Ultrastable eddy current displacement sensor working in harsh temperature environments with comprehensive self-temperature compensation

• A comprehensive analysis of the temperature drift of the eddy current sensor (ECS) caused by the sensing coil and target was presented.
• The temperature coefficients of the probe's inductance and resistance caused by the target and the coil were measured.
• The method can distinguish the temperature drift caused by the sensor coil and the eddy currents in the target, and eliminate both of them.
• The proposed temperature compensation method does not require any additional hardware of the ECS probe and can compensate the temperature drift even when the target has different temperature with the probe coil.
• A high resolution ECS can work ultra-stable by using this method even in a harsh temperature environment.

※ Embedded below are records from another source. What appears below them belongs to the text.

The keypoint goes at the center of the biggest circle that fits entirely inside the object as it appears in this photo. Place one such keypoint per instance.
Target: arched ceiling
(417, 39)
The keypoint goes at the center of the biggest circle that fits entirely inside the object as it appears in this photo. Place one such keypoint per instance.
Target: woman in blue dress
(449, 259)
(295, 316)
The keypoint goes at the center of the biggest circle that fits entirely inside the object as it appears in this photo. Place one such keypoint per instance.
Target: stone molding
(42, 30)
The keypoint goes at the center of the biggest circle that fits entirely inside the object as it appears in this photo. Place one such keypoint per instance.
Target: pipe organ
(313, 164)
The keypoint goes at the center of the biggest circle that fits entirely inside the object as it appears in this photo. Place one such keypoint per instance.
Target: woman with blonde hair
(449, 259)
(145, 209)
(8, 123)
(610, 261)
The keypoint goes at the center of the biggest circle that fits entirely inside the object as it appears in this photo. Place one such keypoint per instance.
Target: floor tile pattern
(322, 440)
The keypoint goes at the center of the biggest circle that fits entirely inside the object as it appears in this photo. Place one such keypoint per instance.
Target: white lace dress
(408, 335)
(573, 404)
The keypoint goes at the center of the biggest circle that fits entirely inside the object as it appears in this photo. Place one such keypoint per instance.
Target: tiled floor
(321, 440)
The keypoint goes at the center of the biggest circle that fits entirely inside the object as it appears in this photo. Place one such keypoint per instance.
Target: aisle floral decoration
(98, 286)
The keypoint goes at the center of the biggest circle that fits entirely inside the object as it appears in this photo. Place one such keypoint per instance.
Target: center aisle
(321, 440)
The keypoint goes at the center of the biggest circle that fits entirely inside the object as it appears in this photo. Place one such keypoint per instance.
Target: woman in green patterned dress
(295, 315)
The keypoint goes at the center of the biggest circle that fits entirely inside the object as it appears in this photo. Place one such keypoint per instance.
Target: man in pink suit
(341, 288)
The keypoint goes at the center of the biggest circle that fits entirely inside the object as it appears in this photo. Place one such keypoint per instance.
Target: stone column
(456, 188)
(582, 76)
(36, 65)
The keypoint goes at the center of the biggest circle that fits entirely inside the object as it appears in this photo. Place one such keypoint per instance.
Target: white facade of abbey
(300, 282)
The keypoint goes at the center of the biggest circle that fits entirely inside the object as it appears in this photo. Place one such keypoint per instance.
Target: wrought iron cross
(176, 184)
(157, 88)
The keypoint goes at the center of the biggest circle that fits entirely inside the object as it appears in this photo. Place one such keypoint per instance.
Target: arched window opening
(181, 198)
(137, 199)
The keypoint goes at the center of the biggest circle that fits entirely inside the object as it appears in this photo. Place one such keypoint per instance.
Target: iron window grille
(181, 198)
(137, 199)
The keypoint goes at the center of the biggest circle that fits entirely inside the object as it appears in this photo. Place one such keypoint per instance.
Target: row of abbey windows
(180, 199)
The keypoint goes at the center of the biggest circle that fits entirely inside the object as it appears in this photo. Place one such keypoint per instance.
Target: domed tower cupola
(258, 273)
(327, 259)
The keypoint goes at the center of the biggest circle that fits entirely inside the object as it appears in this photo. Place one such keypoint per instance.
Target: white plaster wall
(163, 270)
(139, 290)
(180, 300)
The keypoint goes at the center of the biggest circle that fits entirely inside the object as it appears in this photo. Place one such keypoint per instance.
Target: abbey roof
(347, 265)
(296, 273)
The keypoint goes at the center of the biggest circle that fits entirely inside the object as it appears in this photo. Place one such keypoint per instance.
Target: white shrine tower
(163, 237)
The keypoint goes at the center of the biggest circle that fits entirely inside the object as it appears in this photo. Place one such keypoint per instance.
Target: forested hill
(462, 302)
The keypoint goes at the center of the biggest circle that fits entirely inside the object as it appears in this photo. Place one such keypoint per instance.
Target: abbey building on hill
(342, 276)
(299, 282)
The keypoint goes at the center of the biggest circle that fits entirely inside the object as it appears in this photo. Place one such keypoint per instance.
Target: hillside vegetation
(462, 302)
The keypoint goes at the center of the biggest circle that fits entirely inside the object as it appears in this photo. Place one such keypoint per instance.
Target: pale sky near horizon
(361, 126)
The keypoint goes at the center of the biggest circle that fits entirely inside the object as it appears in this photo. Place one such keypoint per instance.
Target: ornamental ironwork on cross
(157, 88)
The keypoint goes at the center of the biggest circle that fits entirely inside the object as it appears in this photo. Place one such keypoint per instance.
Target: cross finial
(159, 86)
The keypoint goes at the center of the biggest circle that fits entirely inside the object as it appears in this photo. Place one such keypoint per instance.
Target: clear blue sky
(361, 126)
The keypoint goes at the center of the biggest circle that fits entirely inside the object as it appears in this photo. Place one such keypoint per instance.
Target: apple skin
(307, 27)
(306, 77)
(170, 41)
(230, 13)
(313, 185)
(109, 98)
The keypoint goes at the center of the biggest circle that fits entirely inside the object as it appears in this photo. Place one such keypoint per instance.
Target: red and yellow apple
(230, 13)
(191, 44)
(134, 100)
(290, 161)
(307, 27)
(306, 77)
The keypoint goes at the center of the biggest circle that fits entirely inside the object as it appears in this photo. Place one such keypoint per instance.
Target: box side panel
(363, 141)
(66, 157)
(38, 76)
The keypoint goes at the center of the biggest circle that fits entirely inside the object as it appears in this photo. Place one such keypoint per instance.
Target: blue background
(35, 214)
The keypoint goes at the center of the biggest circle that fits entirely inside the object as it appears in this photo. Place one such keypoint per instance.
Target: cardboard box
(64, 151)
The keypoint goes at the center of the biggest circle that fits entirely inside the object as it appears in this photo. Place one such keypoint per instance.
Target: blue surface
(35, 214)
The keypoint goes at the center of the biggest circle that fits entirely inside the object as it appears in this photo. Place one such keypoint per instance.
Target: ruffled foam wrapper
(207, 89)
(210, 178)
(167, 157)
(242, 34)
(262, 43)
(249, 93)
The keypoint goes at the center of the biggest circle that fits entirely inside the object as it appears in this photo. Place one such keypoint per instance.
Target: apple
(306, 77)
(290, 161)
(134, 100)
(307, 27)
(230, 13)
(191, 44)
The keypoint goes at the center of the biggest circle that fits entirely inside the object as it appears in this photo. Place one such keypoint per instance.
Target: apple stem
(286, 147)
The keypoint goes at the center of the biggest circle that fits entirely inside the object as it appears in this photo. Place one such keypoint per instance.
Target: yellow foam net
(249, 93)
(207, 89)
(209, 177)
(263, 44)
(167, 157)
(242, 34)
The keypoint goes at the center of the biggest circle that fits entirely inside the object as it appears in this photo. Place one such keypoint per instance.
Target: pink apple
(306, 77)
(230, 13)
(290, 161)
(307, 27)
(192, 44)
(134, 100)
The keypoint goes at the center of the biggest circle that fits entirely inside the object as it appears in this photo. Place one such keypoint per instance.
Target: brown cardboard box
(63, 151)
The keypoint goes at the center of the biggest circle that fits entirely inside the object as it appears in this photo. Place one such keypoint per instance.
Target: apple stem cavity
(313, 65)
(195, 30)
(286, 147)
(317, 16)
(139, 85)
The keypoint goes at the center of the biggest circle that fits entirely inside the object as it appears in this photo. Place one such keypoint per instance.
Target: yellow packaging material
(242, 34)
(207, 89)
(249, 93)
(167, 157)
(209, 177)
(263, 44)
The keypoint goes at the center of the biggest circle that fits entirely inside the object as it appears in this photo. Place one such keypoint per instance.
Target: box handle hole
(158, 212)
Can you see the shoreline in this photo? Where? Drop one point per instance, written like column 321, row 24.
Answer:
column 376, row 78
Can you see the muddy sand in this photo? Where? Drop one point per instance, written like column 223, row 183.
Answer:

This paper proposes a method of self-temperature compensation for eddy current sensors (ECSs) during rapid temperature changes. The temperature drift of the sensor impedance caused by the probe coil and target temperature variations was discussed and analyzed. The proposed impedance measurement method can distinguish the temperature drift caused by the sensor coil and the eddy currents in the target, and eliminate both of them in real time. A prototype ECS was manufactured and tested. The temperature coefficients of the probe's inductance and resistance caused by the target and the coil were measured by a designed setup. The results show that the temperature drift of the inductance is mainly caused by the target, and that of the resistance is mainly from the coil itself which is much larger than the inductance's drift. The prototype ECS that uses this new comprehensive self-temperature compensation method achieved an ultra-low temperature drift of 4 nm/°C without any additional hardware or temperature sensor. It can work effectively even the environment temperature changes as fast as 10 °C/h.